Wave energy comes from harnessing the waves in oceans and seas. The motion of the waves contains kinetic energy that can be captured and converted into electricity. Wave energy works by using devices called wave energy converters that sit on or near the surface of the water. The rising and falling of waves moves these devices, which then activates hydraulics to drive an electrical generator. Some types of wave energy converters use an air turbine that spins as waves pass by, turning a generator to produce electricity (Source 1).

Wave energy projects and prototypes have been developed in various parts of the world, though it has not yet reached large-scale commercial deployment.

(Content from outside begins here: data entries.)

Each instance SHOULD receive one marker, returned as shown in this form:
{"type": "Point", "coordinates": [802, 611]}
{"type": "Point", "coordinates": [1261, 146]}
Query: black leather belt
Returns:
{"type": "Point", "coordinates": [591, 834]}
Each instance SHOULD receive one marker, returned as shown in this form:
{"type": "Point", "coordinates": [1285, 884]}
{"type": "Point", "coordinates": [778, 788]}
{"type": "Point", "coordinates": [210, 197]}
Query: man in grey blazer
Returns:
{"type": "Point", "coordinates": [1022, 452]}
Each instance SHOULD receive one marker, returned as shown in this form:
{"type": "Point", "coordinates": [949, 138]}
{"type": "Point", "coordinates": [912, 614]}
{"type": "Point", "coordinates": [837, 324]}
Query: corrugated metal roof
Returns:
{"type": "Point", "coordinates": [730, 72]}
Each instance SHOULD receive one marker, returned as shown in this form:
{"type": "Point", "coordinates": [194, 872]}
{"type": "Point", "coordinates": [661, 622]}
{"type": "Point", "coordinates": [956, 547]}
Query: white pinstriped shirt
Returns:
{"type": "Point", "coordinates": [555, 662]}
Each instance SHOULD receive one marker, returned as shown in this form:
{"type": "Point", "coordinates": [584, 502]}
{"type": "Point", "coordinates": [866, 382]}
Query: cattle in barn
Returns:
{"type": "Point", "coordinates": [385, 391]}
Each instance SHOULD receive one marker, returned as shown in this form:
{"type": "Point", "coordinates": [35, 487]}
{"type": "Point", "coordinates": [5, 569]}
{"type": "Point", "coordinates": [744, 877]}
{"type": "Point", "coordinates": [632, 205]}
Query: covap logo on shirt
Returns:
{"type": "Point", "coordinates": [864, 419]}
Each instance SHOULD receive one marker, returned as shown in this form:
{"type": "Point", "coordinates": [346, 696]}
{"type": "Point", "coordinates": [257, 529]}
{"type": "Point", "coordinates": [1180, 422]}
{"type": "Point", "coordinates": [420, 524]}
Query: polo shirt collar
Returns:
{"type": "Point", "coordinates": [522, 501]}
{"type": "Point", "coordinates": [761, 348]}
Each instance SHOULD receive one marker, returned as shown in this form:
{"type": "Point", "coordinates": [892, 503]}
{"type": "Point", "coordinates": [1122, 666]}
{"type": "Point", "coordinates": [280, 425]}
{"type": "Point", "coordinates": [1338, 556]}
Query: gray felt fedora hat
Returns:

One notable project is the Carnegie Clean Energy wave farm in Australia, which has installed three large wave energy converters. Europe and the west coast of the United States also have significant wave energy resources. Estimates indicate the theoretical potential of wave energy off U.S. coasts could provide up to 2.64 trillion kilowatt-hours per year, which is roughly the amount of electricity used by the entire country annually (Source 1).

While the potential of wave power is significant, there are still challenges to overcome before it sees widespread adoption. Continued technology improvements and cost reductions will be needed. But wave energy could one day make a contribution to clean, renewable electricity generation, especially for coastal communities and islands (Source 2).


In summary, some of the key alternative energy sources that exist today include solar, wind, hydroelectric, geothermal, biomass, hydrogen, tidal, and wave power. Each of these renewable energy sources offers environmental benefits and the potential to significantly reduce our reliance on fossil fuels. Solar and wind power in particular have seen tremendous growth recently as costs have come down dramatically. The future for renewable energy looks bright as many governments and corporations are making major investments into further developing and expanding alternative energy infrastructure globally. With continued innovation and adoption, renewable energy sources are poised to play a major role in powering a cleaner and more sustainable future.